Tidak seperti sebelumnya, Muktamar Ke-34 NU di Lampung berjalan mulus. Ketegangan akibat perbedaan pendapat luruh karena kuatnya persaudaraan para Nahdiliyin serta humor yang kerap muncul selama muktamar berlangsung.
Oleh
Rini Kustiasih/Iqbal Basyari
·6 menit baca
Jauh dari kekhawatiran awal, estafet kepemimpinan di tubuh Nahdlatul Ulama berjalan mulus dan minim kericuhan. Ada saja humor yang muncul di tengah ketegangan saat pembahasan tata tertib, bahkan penghitungan suara calon ketua umum Pengurus Besar Nahdlatul Ulama.
Muktamar kali ini pun berlangsung relatif damai sekalipun dinamika perbedaan pendapat juga tetap muncul. Namun, jika dibandingkan dengan situasi muktamar-muktamar sebelumnya, Muktamar Ke-34 NU di Lampung kali ini jauh lebih tenang dan damai. Dalam sejarahnya, muktamar NU selalu dinamis, dan bisa terjadi perdebatan yang sangat keras.

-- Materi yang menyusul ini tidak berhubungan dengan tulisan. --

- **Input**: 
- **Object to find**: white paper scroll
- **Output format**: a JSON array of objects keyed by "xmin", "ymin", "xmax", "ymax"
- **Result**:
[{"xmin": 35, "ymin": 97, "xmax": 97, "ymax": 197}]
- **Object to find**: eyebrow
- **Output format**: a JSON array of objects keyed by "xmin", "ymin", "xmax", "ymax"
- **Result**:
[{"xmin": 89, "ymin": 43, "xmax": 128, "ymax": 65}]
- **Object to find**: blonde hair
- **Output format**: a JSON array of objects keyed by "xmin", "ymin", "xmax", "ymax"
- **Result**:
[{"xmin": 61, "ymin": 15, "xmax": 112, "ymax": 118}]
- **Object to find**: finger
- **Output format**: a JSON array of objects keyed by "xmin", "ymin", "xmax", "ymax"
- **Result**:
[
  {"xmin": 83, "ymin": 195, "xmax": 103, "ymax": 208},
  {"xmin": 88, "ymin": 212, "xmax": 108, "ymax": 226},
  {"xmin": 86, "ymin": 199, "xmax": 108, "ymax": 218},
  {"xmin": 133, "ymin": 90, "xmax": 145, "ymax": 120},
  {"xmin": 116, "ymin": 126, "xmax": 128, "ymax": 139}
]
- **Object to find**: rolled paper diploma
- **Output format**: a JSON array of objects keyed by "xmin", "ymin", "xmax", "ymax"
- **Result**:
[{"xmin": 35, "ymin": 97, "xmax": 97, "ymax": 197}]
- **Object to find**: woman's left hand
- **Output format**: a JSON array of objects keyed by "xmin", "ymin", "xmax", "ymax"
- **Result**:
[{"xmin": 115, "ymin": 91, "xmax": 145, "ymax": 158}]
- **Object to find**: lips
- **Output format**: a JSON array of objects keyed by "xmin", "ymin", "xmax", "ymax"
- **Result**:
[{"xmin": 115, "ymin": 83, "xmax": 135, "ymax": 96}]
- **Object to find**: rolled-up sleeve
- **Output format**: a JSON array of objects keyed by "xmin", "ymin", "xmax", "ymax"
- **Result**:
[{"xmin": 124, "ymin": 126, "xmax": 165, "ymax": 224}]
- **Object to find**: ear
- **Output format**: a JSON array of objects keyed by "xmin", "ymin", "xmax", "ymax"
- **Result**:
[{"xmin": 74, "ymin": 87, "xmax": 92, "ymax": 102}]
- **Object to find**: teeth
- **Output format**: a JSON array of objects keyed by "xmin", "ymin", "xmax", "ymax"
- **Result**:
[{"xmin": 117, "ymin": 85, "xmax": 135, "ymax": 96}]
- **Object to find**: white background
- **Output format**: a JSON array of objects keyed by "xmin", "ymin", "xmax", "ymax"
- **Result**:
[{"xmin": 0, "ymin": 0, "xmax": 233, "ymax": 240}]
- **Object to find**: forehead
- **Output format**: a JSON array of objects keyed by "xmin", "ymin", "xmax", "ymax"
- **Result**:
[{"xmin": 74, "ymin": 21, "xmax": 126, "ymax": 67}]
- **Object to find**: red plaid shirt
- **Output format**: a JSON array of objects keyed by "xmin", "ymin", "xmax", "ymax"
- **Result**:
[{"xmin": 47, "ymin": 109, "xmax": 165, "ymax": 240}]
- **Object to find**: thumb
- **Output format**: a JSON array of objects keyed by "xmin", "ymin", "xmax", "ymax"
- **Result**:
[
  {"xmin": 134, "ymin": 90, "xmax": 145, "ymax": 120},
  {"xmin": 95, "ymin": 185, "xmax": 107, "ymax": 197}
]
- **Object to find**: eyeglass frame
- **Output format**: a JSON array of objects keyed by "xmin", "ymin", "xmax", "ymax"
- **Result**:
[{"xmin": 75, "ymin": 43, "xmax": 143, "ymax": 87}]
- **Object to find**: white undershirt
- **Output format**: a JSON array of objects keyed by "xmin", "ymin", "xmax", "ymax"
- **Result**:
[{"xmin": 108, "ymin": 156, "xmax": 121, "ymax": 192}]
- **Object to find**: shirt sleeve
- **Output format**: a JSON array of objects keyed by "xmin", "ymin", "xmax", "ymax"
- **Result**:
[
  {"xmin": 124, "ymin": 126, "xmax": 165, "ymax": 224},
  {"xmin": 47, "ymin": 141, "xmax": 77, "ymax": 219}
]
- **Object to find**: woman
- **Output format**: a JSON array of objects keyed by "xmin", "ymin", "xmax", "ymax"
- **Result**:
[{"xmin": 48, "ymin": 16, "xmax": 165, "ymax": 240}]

Dalam Muktamar Ke-34 yang berlangsung pada 22-24 Desember itu, KH Yahya Cholil Staquf terpilih sebagai Ketua Umum PBNU yang baru menggantikan KH Said Aqil Siroj. Gus Yahya mendapatkan 337 suara, lebih banyak daripada Kiai Said yang mendapatkan 210 suara. Selain itu, ada satu suara abstain.
Layaknya sebuah organisasi yang demokratis, perdebatan juga beberapa kali muncul selama muktamar berlangsung. Namun, sekeras apa pun perdebatan terjadi, orang-orang NU tidak kehilangan selera humor dan kekeluargaannya.
Salah satu fragmen yang mengundang gelak tawa dalam Muktamar NU di Lampung ini ialah peristiwa sandal yang tertukar. Peristiwa ini terjadi di tengah-tengah ketatnya penghitungan suara calon ketua umum PBNU, selepas Subuh, Jumat (24/12/2021).
Sebagian muktamirin memang melaksanakan shalat di Gedung Serbaguna (GSG) Universitas Lampung, yang menjadi tempat digelarnya sidang pleno pemiihan ketua umum PBNU.
Izin para kiai, yang tadi shalat Subuh di sebelah kiri, mohon, sandalnya yang tertukar mungkin sebelah. Sekali lagi, mungkin Pak Kiai yang shalat Subuh sebelah kiri sandalnya ada yang tertukar.
Namun, ketika penghitungan dimulai lagi sekitar pukul 05.00, panitia membuat pengumuman soal sandal yang tertukar. ”Izin para kiai, yang tadi shalat Subuh di sebelah kiri, mohon, sandalnya yang tertukar mungkin sebelah. Sekali lagi, mungkin Pak Kiai yang shalat Subuh sebelah kiri sandalnya ada yang tertukar,” ujar panitia melalui pengeras suara.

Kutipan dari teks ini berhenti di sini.